Halverwege dacht ik: nee, dit gaat niet lukken... ik moet toch maar gaan mailen.... maar ineens ontstond er wel een opeenstapeling van handelingen die iets opleverden: bamboe buigen onder het witte zeil, verbinden met bamboestokken van het huis naar voren, de ophanghaak kon via een gat in het zeil verbonden worden met het kippengaas erachter en van de oude bezemsteel die in tweeën was gebroken kon ik toch weer tot twee separate draagkrachten maken en ineens het idee om nog een oude paal schuin toe te voegen aan de zijkant, om het kippengaas-gedeelte weer wat omhoog te krijgen. En zo ontstond er een nieuwe constructie.
Nou ja, constructie?... Alles ziet er schots en scheef uit, ik kan er net doorheen lopen met mijn lengte, maar dat was al zo: als je het associeert aan het onderkomen van een tent dan is het oké, al weet ik nog niet hoe waterdicht het is. Maar als je het associeert aan een veranda, dan ziet het er nu niet uit, dan kan ik beter een echt getimmerd afdakje van de woningbouwvereniging krijgen. Dan staat er iets kaal, gladgestreken en dat is voor de mussenkolonie waarschijnlijk ook niet prettig, stel dat dat alsnog de doodsteek zou kunnen worden, dat zou wel heel sneu zijn, omwille van mijn bewoning.
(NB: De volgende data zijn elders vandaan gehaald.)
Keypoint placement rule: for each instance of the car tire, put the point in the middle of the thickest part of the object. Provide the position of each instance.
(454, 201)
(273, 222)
Dat bezig zijn met dat afdakje, zonder vooraf gemaakt plan, al doende het laten ontstaan en daarna weer verder kijken of het echt iets is en misschien toch weer een andere koers gaan varen, en al doende ook leren en op nieuwe ideeën komen... zo wil ik nu graag leven, van afdakje naar afdakje.